Stupéfiant de maîtrise pour un premier roman, « Landfall » est de ces livres qui m'évoquent cette capacité qu'ont les Américains de se confronter, frontalement et sans attendre la patine des décennies, aux démons de leur histoire et à la face sombre de leur civilisation.
Ici, c'est la fracture brutalement révélée par les ravages de l'ouragan Katrina 2005 entre une Amérique nantie contre une Amérique pauvre, celle de la population noire déshéritée de la Nouvelle Orléans, événement tragique et violent qui lézarda profondément le mythe d'une union nationale décrétée après le 11 septembre quatre ans auparavant.
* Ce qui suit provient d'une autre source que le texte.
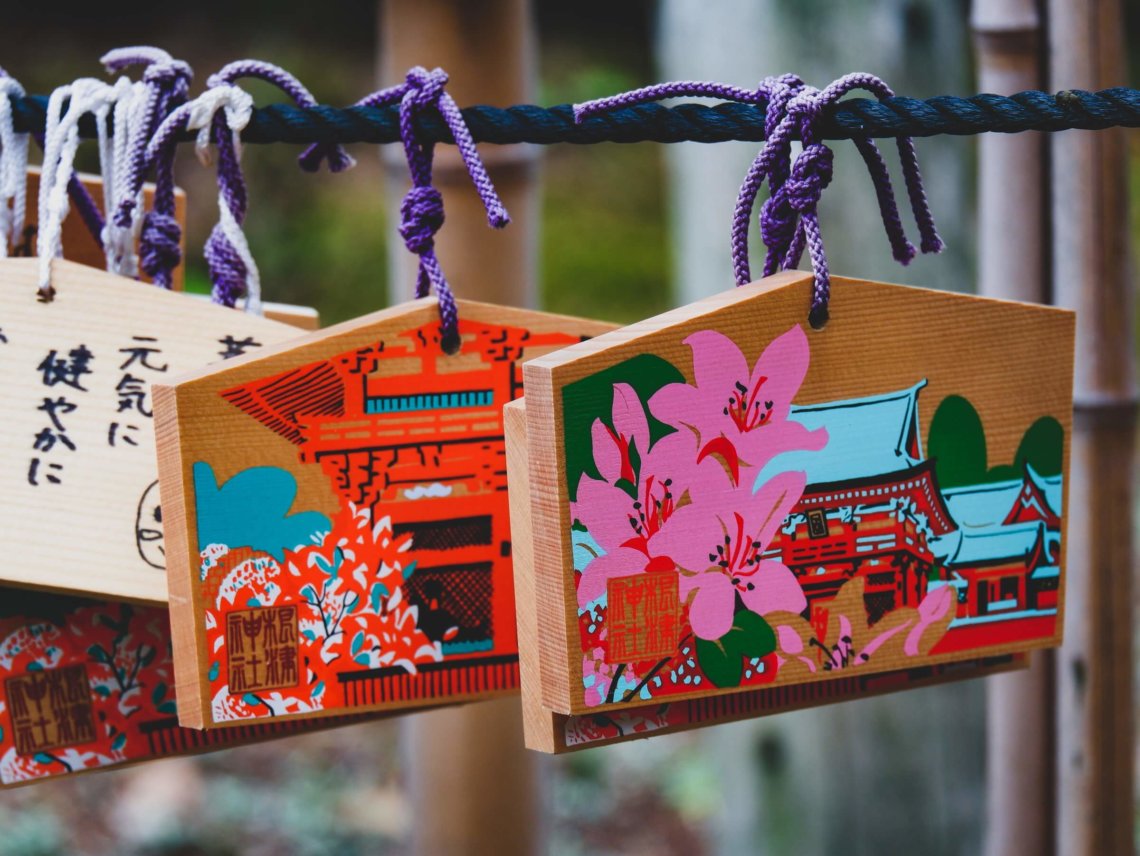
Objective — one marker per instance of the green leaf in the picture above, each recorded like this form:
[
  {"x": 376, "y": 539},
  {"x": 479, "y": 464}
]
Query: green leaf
[
  {"x": 379, "y": 592},
  {"x": 592, "y": 398},
  {"x": 755, "y": 636},
  {"x": 723, "y": 660},
  {"x": 721, "y": 665}
]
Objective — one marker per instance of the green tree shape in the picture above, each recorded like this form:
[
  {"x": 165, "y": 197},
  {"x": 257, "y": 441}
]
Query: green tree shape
[
  {"x": 957, "y": 443},
  {"x": 592, "y": 398},
  {"x": 723, "y": 660}
]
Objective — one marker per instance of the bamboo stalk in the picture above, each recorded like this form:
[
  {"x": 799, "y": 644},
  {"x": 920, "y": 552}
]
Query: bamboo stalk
[
  {"x": 1094, "y": 734},
  {"x": 1020, "y": 776},
  {"x": 473, "y": 785}
]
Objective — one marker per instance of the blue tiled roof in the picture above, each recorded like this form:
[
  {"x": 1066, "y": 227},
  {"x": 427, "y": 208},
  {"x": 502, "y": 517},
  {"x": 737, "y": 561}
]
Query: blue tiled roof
[
  {"x": 866, "y": 437},
  {"x": 992, "y": 544},
  {"x": 979, "y": 506}
]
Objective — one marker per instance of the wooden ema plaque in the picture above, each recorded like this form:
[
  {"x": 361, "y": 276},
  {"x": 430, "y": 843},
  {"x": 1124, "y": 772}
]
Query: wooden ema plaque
[
  {"x": 548, "y": 732},
  {"x": 796, "y": 506},
  {"x": 79, "y": 479},
  {"x": 89, "y": 685},
  {"x": 336, "y": 516}
]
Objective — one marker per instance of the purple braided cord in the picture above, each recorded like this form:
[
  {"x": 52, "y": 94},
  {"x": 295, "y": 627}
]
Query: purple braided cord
[
  {"x": 339, "y": 160},
  {"x": 789, "y": 219},
  {"x": 422, "y": 208},
  {"x": 168, "y": 87},
  {"x": 227, "y": 270}
]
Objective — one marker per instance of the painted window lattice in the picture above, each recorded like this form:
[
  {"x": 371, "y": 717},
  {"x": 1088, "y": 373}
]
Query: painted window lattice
[{"x": 796, "y": 539}]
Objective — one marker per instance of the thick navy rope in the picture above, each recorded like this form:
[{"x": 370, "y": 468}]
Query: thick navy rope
[{"x": 898, "y": 116}]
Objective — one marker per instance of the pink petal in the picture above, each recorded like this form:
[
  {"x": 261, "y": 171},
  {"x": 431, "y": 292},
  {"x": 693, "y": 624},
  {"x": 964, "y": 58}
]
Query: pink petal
[
  {"x": 717, "y": 365},
  {"x": 629, "y": 416},
  {"x": 711, "y": 610},
  {"x": 620, "y": 562},
  {"x": 674, "y": 456},
  {"x": 784, "y": 364},
  {"x": 687, "y": 536},
  {"x": 881, "y": 640},
  {"x": 604, "y": 511},
  {"x": 773, "y": 503},
  {"x": 677, "y": 405},
  {"x": 776, "y": 590},
  {"x": 788, "y": 640},
  {"x": 607, "y": 455},
  {"x": 931, "y": 610}
]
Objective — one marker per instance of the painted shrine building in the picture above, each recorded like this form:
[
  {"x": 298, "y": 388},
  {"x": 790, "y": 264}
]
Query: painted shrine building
[
  {"x": 416, "y": 435},
  {"x": 873, "y": 508},
  {"x": 1004, "y": 557},
  {"x": 870, "y": 508}
]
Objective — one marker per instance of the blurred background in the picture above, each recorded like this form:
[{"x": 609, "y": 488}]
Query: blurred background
[{"x": 625, "y": 231}]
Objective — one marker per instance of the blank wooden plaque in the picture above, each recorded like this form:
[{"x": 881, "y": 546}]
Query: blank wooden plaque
[
  {"x": 555, "y": 733},
  {"x": 79, "y": 475},
  {"x": 898, "y": 559},
  {"x": 336, "y": 516}
]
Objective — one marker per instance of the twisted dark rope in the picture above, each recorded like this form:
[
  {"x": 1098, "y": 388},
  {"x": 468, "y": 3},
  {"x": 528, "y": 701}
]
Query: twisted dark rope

A travers une narration en miroir, celle de Rose la Blanche, présente dans la voiture conduite par sa mère lorsqu'elle tue accidentellement Rosy la Noire, l'autre figure puissante du roman dont Rose n'aura de cesse de connaître l'histoire, Ellen Urbani nous fait vivre de l'intérieur, grâce à une plume tout à tour sensuelle, nerveuse et tactile, l'horreur vécue par des milliers de laissés pour compte depuis la destruction des digues, le sauve qui peut, les secours qui tardent à venir, insuffisants, puis le recul des autorités et communes avoisinantes face à la crainte de l'envahissement, du mélange, arguant d'un climat de guérilla urbaine surestimé…
Un roman dense et fascinant, impossible à lâcher jusqu'à la révélation finale.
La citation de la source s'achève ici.